What Designing AI-Centric Products Looks Like Now and in the (Near) Future

If you’ve clicked open this article because the title piqued your curiosity, that makes two of us. Putting together this article has been the culmination of months of observing trends evolve. I’ve been curious and concerned about the direction of the digital design market, especially how the interface design landscape seems to be shifting towards typing conversations into Relume or ChartAI compared to traditional interactions.
The global Conversational AI market is projected to grow from £9.2B in 2024 to £46.4B by 2032, while 64% of CX leaders plan to increase bot budgets in 2025. With this trajectory seemingly locked in, what is the near-future of AI centric products experiences?
I want to be crystal clear about one thing: I am neither pro or anti-AI. I am pro-process; the kind of process that determines whether AI is right for your market, business model, organisation, and perhaps most importantly, your users.
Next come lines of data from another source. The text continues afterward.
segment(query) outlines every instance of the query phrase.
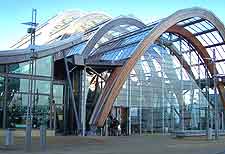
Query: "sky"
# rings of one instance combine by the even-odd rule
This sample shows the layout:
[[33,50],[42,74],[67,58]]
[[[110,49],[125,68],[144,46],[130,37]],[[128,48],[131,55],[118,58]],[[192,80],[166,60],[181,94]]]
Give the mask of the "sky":
[[0,50],[6,50],[26,34],[23,22],[37,9],[43,23],[63,10],[105,12],[112,17],[133,15],[145,23],[167,17],[177,10],[202,7],[225,23],[225,0],[0,0]]

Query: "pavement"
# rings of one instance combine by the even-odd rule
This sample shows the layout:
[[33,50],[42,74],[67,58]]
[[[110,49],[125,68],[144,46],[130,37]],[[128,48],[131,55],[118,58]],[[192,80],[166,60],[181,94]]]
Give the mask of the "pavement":
[[225,139],[207,141],[205,138],[175,139],[169,135],[143,136],[51,136],[46,150],[40,150],[39,138],[34,137],[30,152],[24,150],[24,138],[17,137],[15,145],[4,146],[0,154],[225,154]]

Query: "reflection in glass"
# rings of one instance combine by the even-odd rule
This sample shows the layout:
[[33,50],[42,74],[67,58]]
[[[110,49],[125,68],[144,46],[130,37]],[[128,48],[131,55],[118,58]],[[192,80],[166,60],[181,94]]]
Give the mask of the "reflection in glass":
[[44,57],[36,60],[36,75],[51,76],[52,57]]
[[55,104],[63,104],[63,85],[53,85]]
[[29,62],[10,64],[9,73],[29,74]]
[[8,92],[28,92],[28,79],[8,78]]
[[[28,94],[16,92],[7,94],[7,127],[25,128]],[[41,122],[48,122],[49,96],[37,94],[32,102],[33,128],[38,128]]]
[[0,73],[4,73],[5,72],[5,65],[0,65]]
[[34,80],[34,82],[35,81],[36,81],[36,89],[34,90],[35,93],[41,94],[50,93],[50,81]]
[[[36,60],[36,75],[51,76],[52,57],[44,57]],[[34,63],[35,64],[35,63]],[[35,68],[35,66],[34,66]],[[29,74],[29,61],[9,65],[9,73]],[[35,74],[35,69],[34,69]]]

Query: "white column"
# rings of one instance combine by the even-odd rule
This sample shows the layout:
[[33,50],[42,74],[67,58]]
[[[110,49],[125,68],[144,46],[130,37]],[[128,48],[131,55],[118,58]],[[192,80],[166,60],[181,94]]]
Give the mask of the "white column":
[[130,74],[127,81],[127,103],[128,103],[128,134],[131,135],[131,79]]
[[219,130],[219,126],[218,126],[218,120],[219,120],[219,116],[218,116],[218,101],[217,101],[217,81],[216,81],[216,53],[215,53],[215,49],[213,49],[213,83],[214,83],[214,105],[215,105],[215,139],[218,139],[218,130]]
[[[141,79],[140,79],[141,80]],[[139,85],[139,88],[140,88],[140,96],[139,96],[139,133],[140,135],[142,134],[142,81],[140,81],[140,85]]]
[[223,115],[223,112],[221,112],[221,126],[222,126],[222,131],[224,131],[224,115]]
[[85,136],[86,131],[86,68],[82,72],[82,104],[81,104],[81,123],[82,123],[82,136]]
[[[162,57],[163,57],[163,52],[161,53]],[[164,55],[165,56],[165,55]],[[164,58],[165,59],[165,58]],[[162,60],[162,69],[161,69],[161,78],[162,78],[162,132],[163,134],[165,133],[165,86],[164,86],[164,61],[163,61],[163,58],[161,59]]]
[[[180,40],[180,56],[182,56],[182,41]],[[183,96],[183,59],[180,63],[180,82],[181,82],[181,88],[180,88],[180,92],[181,92],[181,130],[184,131],[184,96]]]

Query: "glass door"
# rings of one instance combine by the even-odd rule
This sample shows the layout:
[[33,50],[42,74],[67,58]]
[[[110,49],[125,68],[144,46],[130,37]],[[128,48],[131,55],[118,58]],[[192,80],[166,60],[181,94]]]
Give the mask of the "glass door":
[[52,115],[54,115],[54,128],[56,132],[63,132],[64,126],[64,84],[53,85]]

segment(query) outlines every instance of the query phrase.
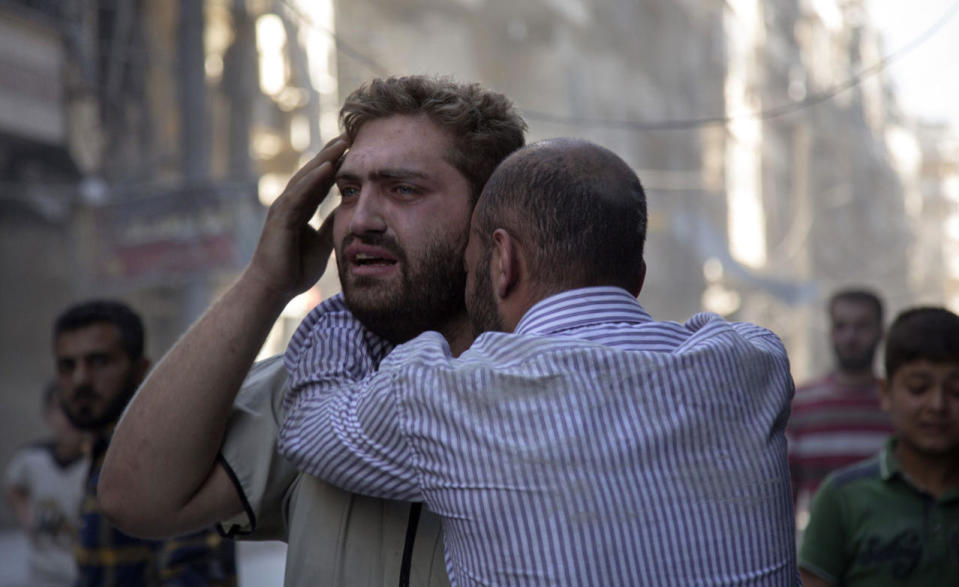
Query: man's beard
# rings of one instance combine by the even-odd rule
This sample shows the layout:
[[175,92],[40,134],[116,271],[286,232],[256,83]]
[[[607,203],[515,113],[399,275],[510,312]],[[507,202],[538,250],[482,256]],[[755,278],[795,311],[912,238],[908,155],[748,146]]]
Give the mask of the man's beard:
[[[346,305],[364,326],[393,344],[400,344],[426,330],[439,330],[465,313],[465,242],[434,239],[419,264],[413,266],[395,241],[370,237],[363,237],[362,241],[395,255],[401,280],[399,286],[394,287],[378,283],[376,279],[350,278],[346,274],[348,261],[338,259],[337,271]],[[343,243],[341,250],[346,244]]]
[[[106,408],[101,414],[96,414],[92,410],[75,406],[70,401],[70,398],[67,398],[63,394],[61,394],[60,405],[63,406],[63,413],[66,414],[67,420],[73,424],[74,428],[88,431],[102,430],[120,419],[120,415],[123,414],[123,409],[127,407],[138,385],[136,375],[130,373],[127,382],[123,386],[123,391],[106,405]],[[70,397],[92,393],[94,392],[89,387],[81,387],[75,390]]]
[[838,348],[833,348],[836,355],[836,363],[841,371],[866,371],[872,369],[873,359],[876,356],[876,347],[878,343],[872,345],[862,352],[842,352]]
[[492,256],[491,248],[483,253],[473,275],[473,288],[466,296],[466,312],[473,325],[474,337],[488,331],[503,331],[503,321],[496,309],[493,282],[489,275]]

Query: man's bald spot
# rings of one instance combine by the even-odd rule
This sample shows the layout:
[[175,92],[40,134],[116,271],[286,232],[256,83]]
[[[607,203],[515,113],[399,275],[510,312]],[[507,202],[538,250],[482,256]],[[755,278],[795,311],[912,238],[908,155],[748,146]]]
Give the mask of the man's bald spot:
[[597,195],[611,198],[632,198],[637,194],[624,187],[639,187],[639,178],[619,155],[606,147],[573,137],[545,139],[520,149],[508,157],[503,166],[535,160],[576,179],[595,182]]
[[645,267],[642,184],[618,155],[583,139],[507,157],[480,196],[476,228],[486,237],[503,228],[532,246],[537,276],[551,283],[628,284]]

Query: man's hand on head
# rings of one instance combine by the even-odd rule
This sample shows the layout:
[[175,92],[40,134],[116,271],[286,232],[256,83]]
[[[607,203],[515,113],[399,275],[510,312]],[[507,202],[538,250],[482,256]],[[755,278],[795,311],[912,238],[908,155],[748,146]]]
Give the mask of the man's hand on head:
[[333,252],[333,214],[319,230],[309,221],[333,187],[347,147],[345,137],[333,139],[290,179],[267,212],[247,277],[286,299],[320,278]]

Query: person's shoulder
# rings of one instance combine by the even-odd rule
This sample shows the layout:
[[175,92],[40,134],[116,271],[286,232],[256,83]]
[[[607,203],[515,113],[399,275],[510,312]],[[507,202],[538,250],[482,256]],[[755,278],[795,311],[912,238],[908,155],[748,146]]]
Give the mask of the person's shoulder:
[[679,351],[710,348],[725,350],[743,358],[762,355],[788,363],[786,347],[772,330],[751,322],[732,322],[718,314],[700,312],[686,321],[688,340]]
[[765,326],[752,322],[733,322],[713,312],[693,314],[683,326],[692,335],[720,336],[723,333],[734,333],[745,339],[766,339],[781,344],[776,333]]
[[285,373],[286,371],[283,368],[283,355],[273,355],[272,357],[267,357],[253,363],[250,372],[246,376],[246,381],[250,383],[258,382],[262,379],[282,377]]
[[855,490],[860,483],[881,479],[882,468],[879,456],[875,455],[831,472],[823,481],[823,487],[835,491],[850,491]]
[[31,440],[18,446],[13,451],[12,459],[19,460],[50,460],[54,455],[54,443],[51,438]]
[[832,387],[835,384],[832,373],[823,373],[818,377],[813,377],[803,381],[797,386],[797,389],[820,389]]
[[297,330],[311,330],[318,325],[363,330],[364,327],[346,306],[343,294],[337,294],[317,304],[307,313]]
[[7,461],[5,484],[20,485],[31,472],[49,470],[56,466],[52,440],[38,440],[21,445]]
[[453,353],[446,338],[439,332],[428,330],[394,348],[383,359],[380,370],[421,364],[439,367],[452,359]]
[[283,355],[257,361],[243,380],[234,406],[239,409],[260,409],[264,402],[271,403],[274,396],[282,395],[282,391],[287,387],[287,379]]
[[613,350],[609,345],[574,335],[484,332],[461,355],[461,359],[524,361],[548,353],[586,353],[602,349]]
[[797,404],[815,404],[829,400],[836,395],[836,382],[832,373],[820,375],[796,386]]
[[729,322],[729,326],[740,336],[754,344],[767,345],[783,354],[786,352],[786,347],[779,335],[765,326],[752,322]]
The AI hype train has been gaining steam for years now, but there’s been trouble along the way. Weirdly, analysts estimated that chatbots hallucinate as much as 27% of the time, with factual errors present in 46% of generated texts. We’ve seen instances like Canadian airline Air Canada being ordered by the Civil Resolution Tribunal to pay damages to a customer and honour a bereavement fare policy that was hallucinated by a support chatbot just to name one of thousands of examples. Yes, the technology is in its infancy, but I have no doubt it will improve in terms of performance and cost.
The trust challenge runs deeper than technical limitations. According to the 2025 KPMG Global Trust in AI Study, which surveyed over 48,000 people across 47 countries, only 46% of people globally are willing to trust AI systems, despite 66% of people using AI regularly. Even more concerning, 66% rely on AI output without evaluating accuracy and are making mistakes in their work due to AI (56%). In the United States specifically, only a quarter of adults trust AI to provide accurate information, and even fewer trust the technology to make unbiased or ethical decisions (I mean why would they). This trust deficit creates a fundamental tension between AI adoption and user confidence, a chasm that designers must bridge carefully.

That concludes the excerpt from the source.